Many of us in the Investment team at QSuper present at our member seminars. A topic that gets a lot of questions from members in the audience is the Alternatives asset class. Most commonly people want to know why it’s called ‘Alternatives’, what kinds of investments make up QSuper’s investments in Alternatives and what has performance been like?

So in this post, my aim is to give a bit of a run down on Alternatives. 

In the industry the term Alternatives has many different definitions. At QSuper we use a very broad definition, classifying Alternatives as simply any investment strategy with very different return and risk characteristics from equities and government bonds. Equities and bonds are the two dominant asset classes in QSuper’s portfolio1.

Common examples of Alternatives across the industry include commodities, farmland and even managers that invest in equites and bonds but with an atypical investment style thereby offering some diversification benefits to a broader portfolio.

As many types of investments meet this definition of being different from bonds and equities we’ve established our own criteria to select Alternative investments. In meeting the investment objectives of our multi-asset class options1 we see most benefit will come from Alternatives that:

  • perform well when equities have negative returns since equities are the main source of risk in our portfolios.
  • have low exposure to long-term interest rates since most of QSuper’s investments (e.g. Fixed Interest, Shares, Property and Infrastructure) can all be impacted by movements in long-term interest rates.
  • are likely to deliver returns in excess of our these investment options’ objectives over the long-run.

In practice many Alternative investments can be in niche areas. This means that as a large super fund, we have to consider things like capacity constraints. That is whether the amount of funds that could be invested into some Alternative strategies is large enough to influence our portfolios and ultimately have the intended effect.

The main strategies within QSuper’s Alternatives portfolio today are:

  • Risk parity strategies - these strategies aim to diversify a portfolio across different asset classes (e.g. equities, bonds and commodities) based on the source of risk as opposed to by asset allocation. Risk parity strategies are much less dependent on rising share markets to deliver high returns than the traditional approach to diversification taken by most super funds.
  • Trend-following strategies - these strategies also invest in asset classes of equites, bonds and commodities. As the name suggests they favour investments that have delivered strong returns in the recent past. If equities have been rising these strategies will increase their exposure to equities. In contrast, if QSuper were considering its own allocation to equities recent strong returns could be a sign equities have become expensive and should be sold. Many trend-followers actually delivered strong positive returns throughout the GFC because they had effectively sold the returns on equities to others in the early stages of the crisis by taking a negative exposure.

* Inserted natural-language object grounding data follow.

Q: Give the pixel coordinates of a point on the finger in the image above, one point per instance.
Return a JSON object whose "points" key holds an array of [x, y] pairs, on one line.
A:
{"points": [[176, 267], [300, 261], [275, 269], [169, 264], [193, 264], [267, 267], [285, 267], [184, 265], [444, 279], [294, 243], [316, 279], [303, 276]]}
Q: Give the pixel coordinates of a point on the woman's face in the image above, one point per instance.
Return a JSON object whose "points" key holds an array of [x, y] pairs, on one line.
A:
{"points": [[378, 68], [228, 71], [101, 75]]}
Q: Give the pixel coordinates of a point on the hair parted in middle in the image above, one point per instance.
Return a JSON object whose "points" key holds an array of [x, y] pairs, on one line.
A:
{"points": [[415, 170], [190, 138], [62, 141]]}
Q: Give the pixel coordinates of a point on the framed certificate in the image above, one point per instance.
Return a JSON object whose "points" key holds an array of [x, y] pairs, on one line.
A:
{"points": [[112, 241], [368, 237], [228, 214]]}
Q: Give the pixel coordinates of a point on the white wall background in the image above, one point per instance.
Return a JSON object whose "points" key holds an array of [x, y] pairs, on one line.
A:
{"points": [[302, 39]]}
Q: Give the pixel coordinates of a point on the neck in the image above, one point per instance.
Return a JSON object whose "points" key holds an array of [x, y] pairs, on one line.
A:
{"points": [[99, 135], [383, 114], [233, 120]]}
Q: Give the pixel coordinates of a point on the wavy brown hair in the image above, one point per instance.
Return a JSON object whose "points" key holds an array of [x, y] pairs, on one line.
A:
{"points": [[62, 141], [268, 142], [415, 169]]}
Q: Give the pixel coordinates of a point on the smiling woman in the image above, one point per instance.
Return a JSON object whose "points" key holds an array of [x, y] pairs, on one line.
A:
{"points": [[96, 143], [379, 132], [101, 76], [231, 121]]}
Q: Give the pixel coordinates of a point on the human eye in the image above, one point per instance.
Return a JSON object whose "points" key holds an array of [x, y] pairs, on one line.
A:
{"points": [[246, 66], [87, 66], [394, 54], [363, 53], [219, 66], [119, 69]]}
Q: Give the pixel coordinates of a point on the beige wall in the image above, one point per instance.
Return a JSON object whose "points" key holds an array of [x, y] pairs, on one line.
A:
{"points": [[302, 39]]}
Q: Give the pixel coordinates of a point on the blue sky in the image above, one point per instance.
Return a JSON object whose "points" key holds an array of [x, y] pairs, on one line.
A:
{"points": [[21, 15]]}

Astute readers of our publications will have noticed some changes to our asset classes took place on 1 July. Specifically, Commodities has become a stand-alone asset class rather than being classified as part of Alternatives. These are investments in commodity futures giving direct exposure to movements in the price of say oil, copper or sugar prices. Historically Commodities have delivered strong returns in periods of unexpectedly high inflation whereas returns to equities and bonds have been quite low. Private Equity has also been reallocated from the Alternatives asset class to be part of the broader equities portfolio to better reflect the risks of these investments. A case study of a private equity investment can be found here.

Cumulative returns by asset class 2010_2016

Our allocation to Alternatives has increased over the past five years or so in the Balanced option and new strategies have been introduced including the risk parity and trend-following strategies discussed above. To date cumulative returns are on par with Fixed Interest and Equities. The chart above shows the performance of the Alternatives portfolio since 2010. Importantly, the Alternatives portfolio has been relatively immune from the ups and downs in the Equities and Fixed Interest portfolios, which is exactly what we want it to do. 

1. The term ‘QSuper portfolio’ or ‘our portfolio’ is used to refer collectively to the underlying portfolios of assets which in combination make up the individual asset allocations of the QSuper Lifetime and the Balanced, Moderate and Aggressive investment options.

2. From April 2010 to June 2015 this graph refers to the Diversified Alternatives portfolio and includes commodities and private equity. From 1 July 2016 QSuper changed the way it classifies asset classes and since this time the Alternatives asset class no longer include commodities and private equity.  Commodities is now a stand-alone asset class and private equity has been reallocated from the Alternatives asset class to be part of the broader equities portfolio. 

The views of the author and those who provide the responses to comments posted on this blog are not necessarily the views of the QSuper Board. We’ve put this information together as general information only and you should get professional advice before relying on this information.

Past performance is not a reliable indicator of future performance. Each of our investment options has a different objective, risk profile, and asset allocation.